URBAN PLACES
Australia is a highly urbanised country with two-thirds of the population living in the capitals of its states and territories. These cities have a wide range of environmental, economic, infrastructure, social and cultural issues, and not surprisingly are the subject of extensive geographical study. Areas of particular interest include:
- The relative position of Australia’s cities within global and national city networks.
- The internal structure of Australian cities with particular reference to the changes in population density patterns, including a renewed trend towards medium and high-density inner-city living (urban consolidation).
- Strategies to improve transport solutions within Australia’s cities.

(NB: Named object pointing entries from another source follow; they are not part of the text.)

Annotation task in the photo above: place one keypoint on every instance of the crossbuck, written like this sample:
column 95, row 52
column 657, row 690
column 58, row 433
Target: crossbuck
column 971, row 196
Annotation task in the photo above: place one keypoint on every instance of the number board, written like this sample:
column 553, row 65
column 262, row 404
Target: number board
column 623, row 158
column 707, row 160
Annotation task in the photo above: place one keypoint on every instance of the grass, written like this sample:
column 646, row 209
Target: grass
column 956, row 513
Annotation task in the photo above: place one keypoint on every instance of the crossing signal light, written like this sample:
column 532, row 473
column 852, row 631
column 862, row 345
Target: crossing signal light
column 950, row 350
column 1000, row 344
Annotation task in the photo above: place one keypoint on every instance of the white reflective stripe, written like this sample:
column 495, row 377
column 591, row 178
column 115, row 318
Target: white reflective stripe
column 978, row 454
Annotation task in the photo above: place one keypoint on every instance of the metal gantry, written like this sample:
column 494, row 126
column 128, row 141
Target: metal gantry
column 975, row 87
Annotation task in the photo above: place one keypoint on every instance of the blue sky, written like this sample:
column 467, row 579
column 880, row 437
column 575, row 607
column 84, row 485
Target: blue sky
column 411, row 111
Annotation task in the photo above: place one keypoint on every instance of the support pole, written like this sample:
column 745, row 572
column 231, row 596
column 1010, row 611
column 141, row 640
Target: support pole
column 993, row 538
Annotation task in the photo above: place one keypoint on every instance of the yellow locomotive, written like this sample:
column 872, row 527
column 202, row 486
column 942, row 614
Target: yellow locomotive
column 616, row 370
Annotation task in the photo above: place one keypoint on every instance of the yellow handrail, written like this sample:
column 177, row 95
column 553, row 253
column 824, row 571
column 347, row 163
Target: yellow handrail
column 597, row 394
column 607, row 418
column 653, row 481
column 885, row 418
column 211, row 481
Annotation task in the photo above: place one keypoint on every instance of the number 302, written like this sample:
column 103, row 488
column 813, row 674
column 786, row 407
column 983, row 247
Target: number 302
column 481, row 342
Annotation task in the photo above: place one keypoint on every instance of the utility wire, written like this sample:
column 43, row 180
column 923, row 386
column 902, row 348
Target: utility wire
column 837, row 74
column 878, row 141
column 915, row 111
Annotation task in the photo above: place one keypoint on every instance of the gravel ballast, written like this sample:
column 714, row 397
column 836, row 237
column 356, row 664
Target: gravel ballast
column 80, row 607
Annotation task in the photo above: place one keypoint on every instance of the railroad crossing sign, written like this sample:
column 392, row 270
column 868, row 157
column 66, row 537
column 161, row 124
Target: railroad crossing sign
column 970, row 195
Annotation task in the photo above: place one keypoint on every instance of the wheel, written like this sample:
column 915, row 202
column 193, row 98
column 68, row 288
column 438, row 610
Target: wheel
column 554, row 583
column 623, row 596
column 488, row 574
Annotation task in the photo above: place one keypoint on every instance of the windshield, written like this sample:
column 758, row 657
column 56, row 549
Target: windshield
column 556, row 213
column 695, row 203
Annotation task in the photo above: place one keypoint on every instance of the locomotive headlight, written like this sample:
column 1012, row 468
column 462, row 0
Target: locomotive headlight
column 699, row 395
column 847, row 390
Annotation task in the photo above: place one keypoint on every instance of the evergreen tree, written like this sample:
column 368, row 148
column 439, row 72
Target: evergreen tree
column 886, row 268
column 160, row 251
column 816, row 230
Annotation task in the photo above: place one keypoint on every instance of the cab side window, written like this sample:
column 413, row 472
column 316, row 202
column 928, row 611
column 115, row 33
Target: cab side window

- The funding of critical urban infrastructure.
- The ways people move through different types of housing during their life, and the effects of life events on their ability to maintain their position in the housing market.
- Attitudes towards ethnic diversity.
- The struggles of urban Aboriginal and Torres Strait Islander people to have their history of ownership and the subsequent dispossession of places that are now urban acknowledged, and their right to maintain a connection with and presence in urban places of significance recognised.
- Urban heat islands and their impacts.
- Water in urban areas, including ways to retain and treat stormwater, the rehabilitation of degraded urban waterways and the diversification of urban water sources by recycling stormwater and wastewater.
- Urban sustainability with particular reference to the relationship between the low residential densities of Australian cities as a barrier to improving sustainability, given that it results in high levels of private car use and water consumption.
- The need for more flexible and adaptive urban planning systems to accommodate the disruption caused by technological change.
- The impacts of urban renewal projects on low-income residents and small businesses.
Urban places are of particular interest to geographers and urban planning is a major source of employment for geography graduates (Source: Shutterstock)
Relevant careers: urban planning; landscape architecture; community development; conservation, heritage and land management; consulting and project management; education; environmental and social impact assessment; environmental monitoring and management; populational analysis; public policy; public safety; real estate and land development; remote sensing; research, social services and welfare and sustainability.